Saturday in North Carolina, Huckabee stood his ground and said he believed that homosexuality is sinful and is not normal behavior; that it "is outside the boundaries of man/woman relationship and its tradition of marriage."

As far as it being a health risk, as he believed in the 1992 survey, he backed off just a bit.

"There are lots of obvious changes in what we understand about transmission today that we didn't understand in 1992," he said.

Huckabee's views were at odds with the majority of Americans at the time. In a University of Michigan study from November 1992, 61 percent of Americans favored increased federal funding for AIDS research, 29 percent said it should be kept at the same level and 8 percent said it should be decreased. And in an April 1991 Harris poll, only 14 percent of Americans agreed that AIDS patients should be quarantined "to keep them away from the general public"; 85 percent disagreed.

Huckabee's rise in the polls has been followed by increased scrutiny by opponents and the media. Two days after the Des Moines Register proclaimed him first in its Iowa poll, the former Baptist minister was unable to answer any questions about the recent National Intelligence Estimate that concluded Iran had suspended its nuclear program. More than a day after the NIE had been released, Huckabee not only hadn't read it, he hadnt even heard about it.

In Columbus, Ohio, Friday, former Sen. Fred Thompson, R-Tenn., slammed his GOP rival.

"Not only is Iran the major long-term threat to our country, the nuclear program is the most important part of the Iran consideration," Thompson said. "For a presidential candidate not to know that and not to keep up with that is very surprising. These are the kinds of things I've been talking about all of my life."

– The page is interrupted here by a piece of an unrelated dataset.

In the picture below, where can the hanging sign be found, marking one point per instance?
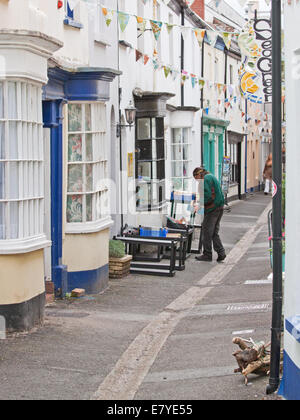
(263, 32)
(226, 171)
(256, 70)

Thompson then took direct aim at Huckabee, who despite meager campaign funds and a skeletal campaign staff, leads Thompson in polls of Republican voters in Iowa and New Hampshire.

"If the American people have other priorities, if they want someone who smiles a lot more than I do, or someone who is a better quipster than I am, who has no experience in these areas, that's for the American people to decide," Thompson said.

ABC News' Gary Langer contributed to this report.